Her efforts yielded fruit; she sat the Grade Six Achievement Test (GSAT) and was placed at Oberlin High.
“When I passed the GSAT, my sister, whom I was living with in Kingston at the time, was very surprised because of the level that she had me. It was a big surprise,” Wilson said.
However, not much had changed in her family life and after completing her first year at Oberlin High, she was moved back to Montego Bay. Fortunately, Wilson had managed to do well academically while at Oberlin High. As a result, she was granted a transfer to the traditional all-girls institution Mount Alvernia High in the western resort city.
Wilson was enrolled there for four years — the longest time she had spent at any school.
Her home life stayed the same.
“Every place you go, every home, has a different character so it’s always like taking on a new personality,” the young woman said, referencing the vulnerability to violence that she felt while living with her father at Canterbury in Montego Bay — in a house without proper doors or windows.
Her mother, a domestic helper who lived in a different inner-city community, Glendevon, tried to escape the violence.
“My mom tried her best to relocate. She got a capture land [in another community]. It was nowhere near a perfect house. I remember when she carried us in the night, I saw just a zincup place,” Wilson said.

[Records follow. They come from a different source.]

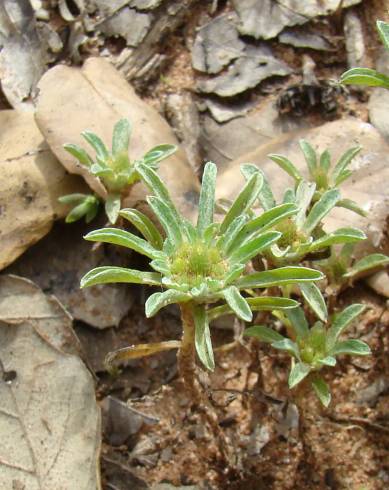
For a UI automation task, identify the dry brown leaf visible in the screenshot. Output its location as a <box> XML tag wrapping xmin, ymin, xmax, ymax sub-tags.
<box><xmin>0</xmin><ymin>110</ymin><xmax>87</xmax><ymax>271</ymax></box>
<box><xmin>216</xmin><ymin>119</ymin><xmax>389</xmax><ymax>258</ymax></box>
<box><xmin>0</xmin><ymin>275</ymin><xmax>101</xmax><ymax>490</ymax></box>
<box><xmin>35</xmin><ymin>57</ymin><xmax>200</xmax><ymax>220</ymax></box>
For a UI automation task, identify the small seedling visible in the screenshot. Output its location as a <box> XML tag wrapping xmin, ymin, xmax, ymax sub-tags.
<box><xmin>244</xmin><ymin>304</ymin><xmax>371</xmax><ymax>406</ymax></box>
<box><xmin>80</xmin><ymin>162</ymin><xmax>323</xmax><ymax>400</ymax></box>
<box><xmin>340</xmin><ymin>20</ymin><xmax>389</xmax><ymax>89</ymax></box>
<box><xmin>58</xmin><ymin>193</ymin><xmax>100</xmax><ymax>224</ymax></box>
<box><xmin>61</xmin><ymin>118</ymin><xmax>177</xmax><ymax>224</ymax></box>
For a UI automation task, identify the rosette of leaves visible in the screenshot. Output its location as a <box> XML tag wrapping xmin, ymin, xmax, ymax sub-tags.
<box><xmin>58</xmin><ymin>193</ymin><xmax>100</xmax><ymax>224</ymax></box>
<box><xmin>317</xmin><ymin>243</ymin><xmax>389</xmax><ymax>295</ymax></box>
<box><xmin>62</xmin><ymin>118</ymin><xmax>177</xmax><ymax>224</ymax></box>
<box><xmin>340</xmin><ymin>20</ymin><xmax>389</xmax><ymax>89</ymax></box>
<box><xmin>80</xmin><ymin>161</ymin><xmax>323</xmax><ymax>397</ymax></box>
<box><xmin>268</xmin><ymin>139</ymin><xmax>366</xmax><ymax>216</ymax></box>
<box><xmin>244</xmin><ymin>304</ymin><xmax>371</xmax><ymax>406</ymax></box>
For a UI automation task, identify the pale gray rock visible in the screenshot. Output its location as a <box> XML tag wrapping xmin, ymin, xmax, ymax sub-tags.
<box><xmin>99</xmin><ymin>7</ymin><xmax>151</xmax><ymax>47</ymax></box>
<box><xmin>279</xmin><ymin>30</ymin><xmax>332</xmax><ymax>51</ymax></box>
<box><xmin>231</xmin><ymin>0</ymin><xmax>362</xmax><ymax>40</ymax></box>
<box><xmin>197</xmin><ymin>44</ymin><xmax>292</xmax><ymax>97</ymax></box>
<box><xmin>203</xmin><ymin>97</ymin><xmax>254</xmax><ymax>123</ymax></box>
<box><xmin>191</xmin><ymin>13</ymin><xmax>244</xmax><ymax>74</ymax></box>
<box><xmin>344</xmin><ymin>10</ymin><xmax>366</xmax><ymax>68</ymax></box>
<box><xmin>130</xmin><ymin>0</ymin><xmax>163</xmax><ymax>10</ymax></box>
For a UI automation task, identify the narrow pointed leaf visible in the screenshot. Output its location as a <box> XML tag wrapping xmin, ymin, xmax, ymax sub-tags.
<box><xmin>283</xmin><ymin>187</ymin><xmax>295</xmax><ymax>204</ymax></box>
<box><xmin>337</xmin><ymin>198</ymin><xmax>367</xmax><ymax>217</ymax></box>
<box><xmin>288</xmin><ymin>362</ymin><xmax>310</xmax><ymax>388</ymax></box>
<box><xmin>142</xmin><ymin>144</ymin><xmax>177</xmax><ymax>166</ymax></box>
<box><xmin>286</xmin><ymin>306</ymin><xmax>309</xmax><ymax>338</ymax></box>
<box><xmin>80</xmin><ymin>266</ymin><xmax>162</xmax><ymax>288</ymax></box>
<box><xmin>240</xmin><ymin>164</ymin><xmax>276</xmax><ymax>210</ymax></box>
<box><xmin>197</xmin><ymin>161</ymin><xmax>217</xmax><ymax>235</ymax></box>
<box><xmin>222</xmin><ymin>286</ymin><xmax>252</xmax><ymax>322</ymax></box>
<box><xmin>299</xmin><ymin>282</ymin><xmax>328</xmax><ymax>322</ymax></box>
<box><xmin>147</xmin><ymin>196</ymin><xmax>182</xmax><ymax>246</ymax></box>
<box><xmin>377</xmin><ymin>20</ymin><xmax>389</xmax><ymax>50</ymax></box>
<box><xmin>112</xmin><ymin>119</ymin><xmax>131</xmax><ymax>157</ymax></box>
<box><xmin>82</xmin><ymin>130</ymin><xmax>109</xmax><ymax>160</ymax></box>
<box><xmin>120</xmin><ymin>208</ymin><xmax>163</xmax><ymax>249</ymax></box>
<box><xmin>330</xmin><ymin>339</ymin><xmax>371</xmax><ymax>356</ymax></box>
<box><xmin>309</xmin><ymin>227</ymin><xmax>366</xmax><ymax>252</ymax></box>
<box><xmin>268</xmin><ymin>154</ymin><xmax>302</xmax><ymax>182</ymax></box>
<box><xmin>194</xmin><ymin>305</ymin><xmax>215</xmax><ymax>371</ymax></box>
<box><xmin>229</xmin><ymin>231</ymin><xmax>281</xmax><ymax>264</ymax></box>
<box><xmin>320</xmin><ymin>150</ymin><xmax>331</xmax><ymax>172</ymax></box>
<box><xmin>63</xmin><ymin>143</ymin><xmax>93</xmax><ymax>167</ymax></box>
<box><xmin>295</xmin><ymin>181</ymin><xmax>316</xmax><ymax>228</ymax></box>
<box><xmin>273</xmin><ymin>339</ymin><xmax>300</xmax><ymax>359</ymax></box>
<box><xmin>220</xmin><ymin>173</ymin><xmax>263</xmax><ymax>233</ymax></box>
<box><xmin>344</xmin><ymin>254</ymin><xmax>389</xmax><ymax>278</ymax></box>
<box><xmin>145</xmin><ymin>289</ymin><xmax>191</xmax><ymax>317</ymax></box>
<box><xmin>65</xmin><ymin>201</ymin><xmax>90</xmax><ymax>223</ymax></box>
<box><xmin>334</xmin><ymin>169</ymin><xmax>352</xmax><ymax>186</ymax></box>
<box><xmin>327</xmin><ymin>303</ymin><xmax>365</xmax><ymax>349</ymax></box>
<box><xmin>217</xmin><ymin>216</ymin><xmax>247</xmax><ymax>254</ymax></box>
<box><xmin>318</xmin><ymin>356</ymin><xmax>336</xmax><ymax>367</ymax></box>
<box><xmin>208</xmin><ymin>296</ymin><xmax>299</xmax><ymax>321</ymax></box>
<box><xmin>312</xmin><ymin>377</ymin><xmax>331</xmax><ymax>407</ymax></box>
<box><xmin>303</xmin><ymin>188</ymin><xmax>340</xmax><ymax>234</ymax></box>
<box><xmin>299</xmin><ymin>139</ymin><xmax>317</xmax><ymax>175</ymax></box>
<box><xmin>245</xmin><ymin>203</ymin><xmax>298</xmax><ymax>234</ymax></box>
<box><xmin>236</xmin><ymin>267</ymin><xmax>324</xmax><ymax>289</ymax></box>
<box><xmin>244</xmin><ymin>325</ymin><xmax>285</xmax><ymax>343</ymax></box>
<box><xmin>84</xmin><ymin>228</ymin><xmax>161</xmax><ymax>259</ymax></box>
<box><xmin>340</xmin><ymin>67</ymin><xmax>389</xmax><ymax>89</ymax></box>
<box><xmin>105</xmin><ymin>193</ymin><xmax>121</xmax><ymax>224</ymax></box>
<box><xmin>58</xmin><ymin>193</ymin><xmax>89</xmax><ymax>205</ymax></box>
<box><xmin>332</xmin><ymin>146</ymin><xmax>361</xmax><ymax>184</ymax></box>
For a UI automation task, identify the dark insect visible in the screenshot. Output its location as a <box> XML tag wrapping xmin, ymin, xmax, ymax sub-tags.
<box><xmin>277</xmin><ymin>82</ymin><xmax>345</xmax><ymax>119</ymax></box>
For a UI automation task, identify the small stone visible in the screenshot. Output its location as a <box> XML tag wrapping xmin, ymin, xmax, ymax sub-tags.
<box><xmin>101</xmin><ymin>396</ymin><xmax>145</xmax><ymax>446</ymax></box>
<box><xmin>279</xmin><ymin>29</ymin><xmax>332</xmax><ymax>51</ymax></box>
<box><xmin>344</xmin><ymin>10</ymin><xmax>366</xmax><ymax>68</ymax></box>
<box><xmin>203</xmin><ymin>97</ymin><xmax>254</xmax><ymax>123</ymax></box>
<box><xmin>366</xmin><ymin>271</ymin><xmax>389</xmax><ymax>299</ymax></box>
<box><xmin>99</xmin><ymin>7</ymin><xmax>151</xmax><ymax>47</ymax></box>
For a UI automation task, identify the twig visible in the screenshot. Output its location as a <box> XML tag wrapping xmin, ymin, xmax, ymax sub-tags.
<box><xmin>327</xmin><ymin>413</ymin><xmax>389</xmax><ymax>434</ymax></box>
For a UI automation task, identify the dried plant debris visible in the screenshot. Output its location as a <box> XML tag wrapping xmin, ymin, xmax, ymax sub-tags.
<box><xmin>0</xmin><ymin>0</ymin><xmax>46</xmax><ymax>108</ymax></box>
<box><xmin>0</xmin><ymin>110</ymin><xmax>86</xmax><ymax>271</ymax></box>
<box><xmin>0</xmin><ymin>275</ymin><xmax>101</xmax><ymax>490</ymax></box>
<box><xmin>279</xmin><ymin>29</ymin><xmax>333</xmax><ymax>51</ymax></box>
<box><xmin>191</xmin><ymin>13</ymin><xmax>245</xmax><ymax>74</ymax></box>
<box><xmin>6</xmin><ymin>220</ymin><xmax>134</xmax><ymax>329</ymax></box>
<box><xmin>231</xmin><ymin>0</ymin><xmax>362</xmax><ymax>40</ymax></box>
<box><xmin>197</xmin><ymin>44</ymin><xmax>292</xmax><ymax>97</ymax></box>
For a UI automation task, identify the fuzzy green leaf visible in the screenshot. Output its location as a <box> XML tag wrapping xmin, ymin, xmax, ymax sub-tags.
<box><xmin>299</xmin><ymin>282</ymin><xmax>328</xmax><ymax>322</ymax></box>
<box><xmin>344</xmin><ymin>254</ymin><xmax>389</xmax><ymax>278</ymax></box>
<box><xmin>268</xmin><ymin>154</ymin><xmax>303</xmax><ymax>182</ymax></box>
<box><xmin>288</xmin><ymin>362</ymin><xmax>310</xmax><ymax>388</ymax></box>
<box><xmin>312</xmin><ymin>376</ymin><xmax>331</xmax><ymax>407</ymax></box>
<box><xmin>303</xmin><ymin>188</ymin><xmax>340</xmax><ymax>234</ymax></box>
<box><xmin>145</xmin><ymin>289</ymin><xmax>191</xmax><ymax>317</ymax></box>
<box><xmin>240</xmin><ymin>164</ymin><xmax>276</xmax><ymax>210</ymax></box>
<box><xmin>84</xmin><ymin>228</ymin><xmax>161</xmax><ymax>259</ymax></box>
<box><xmin>220</xmin><ymin>173</ymin><xmax>263</xmax><ymax>233</ymax></box>
<box><xmin>147</xmin><ymin>196</ymin><xmax>183</xmax><ymax>247</ymax></box>
<box><xmin>244</xmin><ymin>325</ymin><xmax>285</xmax><ymax>343</ymax></box>
<box><xmin>326</xmin><ymin>303</ymin><xmax>365</xmax><ymax>349</ymax></box>
<box><xmin>58</xmin><ymin>193</ymin><xmax>89</xmax><ymax>205</ymax></box>
<box><xmin>235</xmin><ymin>267</ymin><xmax>324</xmax><ymax>290</ymax></box>
<box><xmin>208</xmin><ymin>297</ymin><xmax>299</xmax><ymax>321</ymax></box>
<box><xmin>336</xmin><ymin>198</ymin><xmax>367</xmax><ymax>217</ymax></box>
<box><xmin>318</xmin><ymin>356</ymin><xmax>336</xmax><ymax>367</ymax></box>
<box><xmin>229</xmin><ymin>231</ymin><xmax>281</xmax><ymax>264</ymax></box>
<box><xmin>245</xmin><ymin>203</ymin><xmax>298</xmax><ymax>234</ymax></box>
<box><xmin>65</xmin><ymin>201</ymin><xmax>90</xmax><ymax>223</ymax></box>
<box><xmin>120</xmin><ymin>208</ymin><xmax>163</xmax><ymax>249</ymax></box>
<box><xmin>340</xmin><ymin>67</ymin><xmax>389</xmax><ymax>88</ymax></box>
<box><xmin>331</xmin><ymin>339</ymin><xmax>371</xmax><ymax>357</ymax></box>
<box><xmin>217</xmin><ymin>216</ymin><xmax>247</xmax><ymax>254</ymax></box>
<box><xmin>273</xmin><ymin>339</ymin><xmax>300</xmax><ymax>359</ymax></box>
<box><xmin>63</xmin><ymin>144</ymin><xmax>94</xmax><ymax>167</ymax></box>
<box><xmin>332</xmin><ymin>146</ymin><xmax>361</xmax><ymax>185</ymax></box>
<box><xmin>80</xmin><ymin>266</ymin><xmax>162</xmax><ymax>288</ymax></box>
<box><xmin>295</xmin><ymin>181</ymin><xmax>316</xmax><ymax>228</ymax></box>
<box><xmin>82</xmin><ymin>130</ymin><xmax>109</xmax><ymax>160</ymax></box>
<box><xmin>105</xmin><ymin>193</ymin><xmax>121</xmax><ymax>224</ymax></box>
<box><xmin>112</xmin><ymin>119</ymin><xmax>131</xmax><ymax>157</ymax></box>
<box><xmin>197</xmin><ymin>161</ymin><xmax>217</xmax><ymax>235</ymax></box>
<box><xmin>222</xmin><ymin>286</ymin><xmax>252</xmax><ymax>322</ymax></box>
<box><xmin>320</xmin><ymin>150</ymin><xmax>331</xmax><ymax>173</ymax></box>
<box><xmin>309</xmin><ymin>228</ymin><xmax>366</xmax><ymax>252</ymax></box>
<box><xmin>377</xmin><ymin>20</ymin><xmax>389</xmax><ymax>51</ymax></box>
<box><xmin>286</xmin><ymin>307</ymin><xmax>309</xmax><ymax>338</ymax></box>
<box><xmin>142</xmin><ymin>144</ymin><xmax>177</xmax><ymax>166</ymax></box>
<box><xmin>299</xmin><ymin>140</ymin><xmax>317</xmax><ymax>176</ymax></box>
<box><xmin>194</xmin><ymin>305</ymin><xmax>215</xmax><ymax>371</ymax></box>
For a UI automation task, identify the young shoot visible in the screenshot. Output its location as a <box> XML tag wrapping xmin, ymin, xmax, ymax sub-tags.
<box><xmin>58</xmin><ymin>193</ymin><xmax>100</xmax><ymax>224</ymax></box>
<box><xmin>61</xmin><ymin>118</ymin><xmax>177</xmax><ymax>224</ymax></box>
<box><xmin>80</xmin><ymin>162</ymin><xmax>323</xmax><ymax>398</ymax></box>
<box><xmin>244</xmin><ymin>304</ymin><xmax>371</xmax><ymax>407</ymax></box>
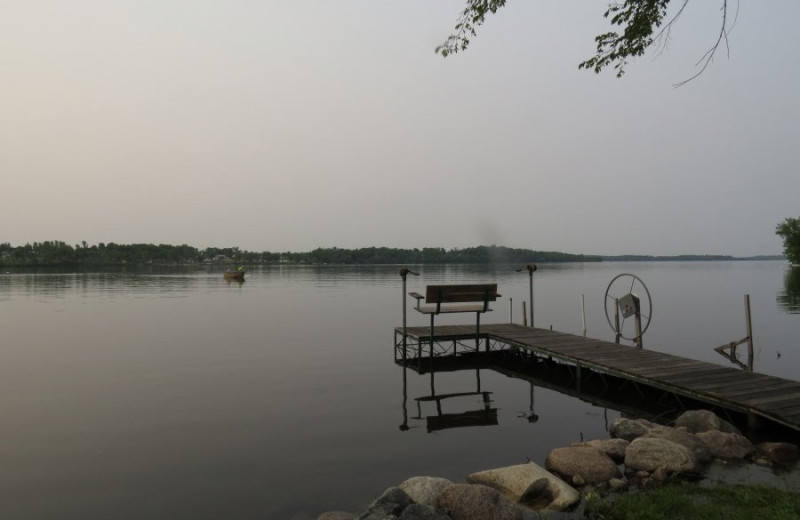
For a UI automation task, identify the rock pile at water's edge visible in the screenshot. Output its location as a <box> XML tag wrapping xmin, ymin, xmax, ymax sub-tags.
<box><xmin>314</xmin><ymin>409</ymin><xmax>799</xmax><ymax>520</ymax></box>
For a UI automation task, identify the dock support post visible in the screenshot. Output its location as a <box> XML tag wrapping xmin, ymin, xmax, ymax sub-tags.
<box><xmin>522</xmin><ymin>301</ymin><xmax>528</xmax><ymax>327</ymax></box>
<box><xmin>527</xmin><ymin>264</ymin><xmax>536</xmax><ymax>327</ymax></box>
<box><xmin>634</xmin><ymin>307</ymin><xmax>643</xmax><ymax>349</ymax></box>
<box><xmin>713</xmin><ymin>294</ymin><xmax>755</xmax><ymax>371</ymax></box>
<box><xmin>747</xmin><ymin>412</ymin><xmax>762</xmax><ymax>430</ymax></box>
<box><xmin>581</xmin><ymin>294</ymin><xmax>587</xmax><ymax>337</ymax></box>
<box><xmin>745</xmin><ymin>294</ymin><xmax>754</xmax><ymax>372</ymax></box>
<box><xmin>614</xmin><ymin>298</ymin><xmax>621</xmax><ymax>344</ymax></box>
<box><xmin>517</xmin><ymin>263</ymin><xmax>537</xmax><ymax>327</ymax></box>
<box><xmin>529</xmin><ymin>266</ymin><xmax>534</xmax><ymax>327</ymax></box>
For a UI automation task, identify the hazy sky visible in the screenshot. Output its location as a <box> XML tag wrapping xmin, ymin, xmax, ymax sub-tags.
<box><xmin>3</xmin><ymin>1</ymin><xmax>798</xmax><ymax>256</ymax></box>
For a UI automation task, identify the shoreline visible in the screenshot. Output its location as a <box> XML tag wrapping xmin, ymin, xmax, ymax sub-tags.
<box><xmin>313</xmin><ymin>410</ymin><xmax>800</xmax><ymax>520</ymax></box>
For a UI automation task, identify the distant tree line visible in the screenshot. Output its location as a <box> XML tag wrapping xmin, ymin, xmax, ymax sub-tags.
<box><xmin>280</xmin><ymin>246</ymin><xmax>599</xmax><ymax>265</ymax></box>
<box><xmin>0</xmin><ymin>241</ymin><xmax>207</xmax><ymax>267</ymax></box>
<box><xmin>602</xmin><ymin>254</ymin><xmax>737</xmax><ymax>262</ymax></box>
<box><xmin>0</xmin><ymin>242</ymin><xmax>598</xmax><ymax>267</ymax></box>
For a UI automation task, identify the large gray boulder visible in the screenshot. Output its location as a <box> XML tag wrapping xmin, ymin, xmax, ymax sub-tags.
<box><xmin>610</xmin><ymin>418</ymin><xmax>655</xmax><ymax>441</ymax></box>
<box><xmin>398</xmin><ymin>477</ymin><xmax>453</xmax><ymax>507</ymax></box>
<box><xmin>697</xmin><ymin>430</ymin><xmax>755</xmax><ymax>460</ymax></box>
<box><xmin>674</xmin><ymin>410</ymin><xmax>739</xmax><ymax>434</ymax></box>
<box><xmin>571</xmin><ymin>438</ymin><xmax>630</xmax><ymax>463</ymax></box>
<box><xmin>467</xmin><ymin>462</ymin><xmax>580</xmax><ymax>511</ymax></box>
<box><xmin>545</xmin><ymin>446</ymin><xmax>620</xmax><ymax>485</ymax></box>
<box><xmin>358</xmin><ymin>487</ymin><xmax>414</xmax><ymax>520</ymax></box>
<box><xmin>624</xmin><ymin>437</ymin><xmax>698</xmax><ymax>474</ymax></box>
<box><xmin>437</xmin><ymin>484</ymin><xmax>526</xmax><ymax>520</ymax></box>
<box><xmin>646</xmin><ymin>426</ymin><xmax>713</xmax><ymax>464</ymax></box>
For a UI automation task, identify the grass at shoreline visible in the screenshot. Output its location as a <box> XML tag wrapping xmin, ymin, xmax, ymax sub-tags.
<box><xmin>584</xmin><ymin>482</ymin><xmax>800</xmax><ymax>520</ymax></box>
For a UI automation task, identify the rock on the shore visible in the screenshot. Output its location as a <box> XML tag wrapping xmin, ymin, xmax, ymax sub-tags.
<box><xmin>398</xmin><ymin>476</ymin><xmax>453</xmax><ymax>507</ymax></box>
<box><xmin>624</xmin><ymin>437</ymin><xmax>698</xmax><ymax>474</ymax></box>
<box><xmin>674</xmin><ymin>409</ymin><xmax>739</xmax><ymax>434</ymax></box>
<box><xmin>467</xmin><ymin>462</ymin><xmax>580</xmax><ymax>511</ymax></box>
<box><xmin>545</xmin><ymin>446</ymin><xmax>620</xmax><ymax>485</ymax></box>
<box><xmin>756</xmin><ymin>442</ymin><xmax>799</xmax><ymax>465</ymax></box>
<box><xmin>646</xmin><ymin>426</ymin><xmax>713</xmax><ymax>464</ymax></box>
<box><xmin>608</xmin><ymin>477</ymin><xmax>626</xmax><ymax>490</ymax></box>
<box><xmin>697</xmin><ymin>430</ymin><xmax>755</xmax><ymax>460</ymax></box>
<box><xmin>438</xmin><ymin>484</ymin><xmax>527</xmax><ymax>520</ymax></box>
<box><xmin>357</xmin><ymin>487</ymin><xmax>413</xmax><ymax>520</ymax></box>
<box><xmin>570</xmin><ymin>438</ymin><xmax>630</xmax><ymax>463</ymax></box>
<box><xmin>610</xmin><ymin>418</ymin><xmax>655</xmax><ymax>441</ymax></box>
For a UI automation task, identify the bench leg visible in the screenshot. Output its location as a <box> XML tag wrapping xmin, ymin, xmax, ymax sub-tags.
<box><xmin>430</xmin><ymin>313</ymin><xmax>435</xmax><ymax>361</ymax></box>
<box><xmin>475</xmin><ymin>312</ymin><xmax>482</xmax><ymax>352</ymax></box>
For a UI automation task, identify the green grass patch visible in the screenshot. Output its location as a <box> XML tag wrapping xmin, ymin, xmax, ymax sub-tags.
<box><xmin>585</xmin><ymin>482</ymin><xmax>800</xmax><ymax>520</ymax></box>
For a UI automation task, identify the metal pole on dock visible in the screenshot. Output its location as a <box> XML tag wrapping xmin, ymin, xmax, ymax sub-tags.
<box><xmin>517</xmin><ymin>263</ymin><xmax>537</xmax><ymax>328</ymax></box>
<box><xmin>399</xmin><ymin>268</ymin><xmax>418</xmax><ymax>363</ymax></box>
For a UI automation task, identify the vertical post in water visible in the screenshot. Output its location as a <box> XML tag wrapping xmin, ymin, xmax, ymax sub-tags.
<box><xmin>745</xmin><ymin>294</ymin><xmax>754</xmax><ymax>372</ymax></box>
<box><xmin>509</xmin><ymin>298</ymin><xmax>513</xmax><ymax>324</ymax></box>
<box><xmin>528</xmin><ymin>264</ymin><xmax>536</xmax><ymax>327</ymax></box>
<box><xmin>581</xmin><ymin>294</ymin><xmax>587</xmax><ymax>337</ymax></box>
<box><xmin>634</xmin><ymin>295</ymin><xmax>643</xmax><ymax>349</ymax></box>
<box><xmin>614</xmin><ymin>298</ymin><xmax>621</xmax><ymax>344</ymax></box>
<box><xmin>522</xmin><ymin>301</ymin><xmax>528</xmax><ymax>327</ymax></box>
<box><xmin>516</xmin><ymin>263</ymin><xmax>537</xmax><ymax>328</ymax></box>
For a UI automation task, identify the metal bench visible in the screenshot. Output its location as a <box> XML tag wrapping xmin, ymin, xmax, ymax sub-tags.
<box><xmin>409</xmin><ymin>284</ymin><xmax>501</xmax><ymax>352</ymax></box>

“She had collected all sorts of material and just put it together and that was the house. I remember the night, I said ‘Mommy, this is the house?’ and I said ‘Mommy, it looks like a hut’. As a child, I didn’t really understand how much that might have hurt her because she was trying her best,” she added.
And while her mother struggled to care for the family, Wilson wrestled to keep it together at school. But the instability in her home life had so affected her that she became withdrawn and unable to communicate with school mates and was unable to make friends.
Her guidance counsellor, recognising her academic potential, referred her to The Committee for the Upliftment of the Mentally Ill’s children’s programme, through which she was provided with psychological care.
It was a long road to psychological and emotional wellness for Wilson, but she made it, thanks, in large part, to her discovered love for art.
She passed seven subjects at the Caribbean Secondary Education Certificate level, before once again moving to Kingston, this time to pursue her passion for art.
She majored in painting and minored in ceramics at the Edna Manley School of the Visual and Performing Arts. Supported financially through a partloan, part-scholarship from Jamaica Money Market Brokers Wilson completed her degree with a bang at her final-year exhibition. Her pieces gained her praise and recognition from her batch mates and school community.
Art, Wilson said, was initially only therapy for her.
“But overtime, I became more aware that art is not just about the drawing or painting; it’s like you are advocating for society, it’s a tool. You can help people with art in so many ways. It’s like a visual way of speaking, when you can’t find words to explain,” she told Career & Education.
It can also, Wilson said, be a haven for the abused, the imprisoned, the sick and the mentally ill to bring back stability and healing to their lives.
Her long-term vision is to start an art institution that will cater to people from the lower echelons of society.
“It will be for people who are vulnerable, for community development, therapy, education, advocacy; to bring about a deeper awareness, and in doing that, promote art so it can get more support from the government to take it from being a hobby to being a profession,” said Wilson, who describes her art pieces as having strong messages.
She has urged individuals with an interest in art to act on it.
“There are persons who are more naturally artistic than I am, but some persons sit down on their gift. I would say whatever little [talent] you have, you can make it work by working twice as hard [as someone else]. I would say I am hard-working,” said Wilson, who currently holds down a day job as a sales representative with Halls Investment in Montego Bay while indulging in her artwork at nights.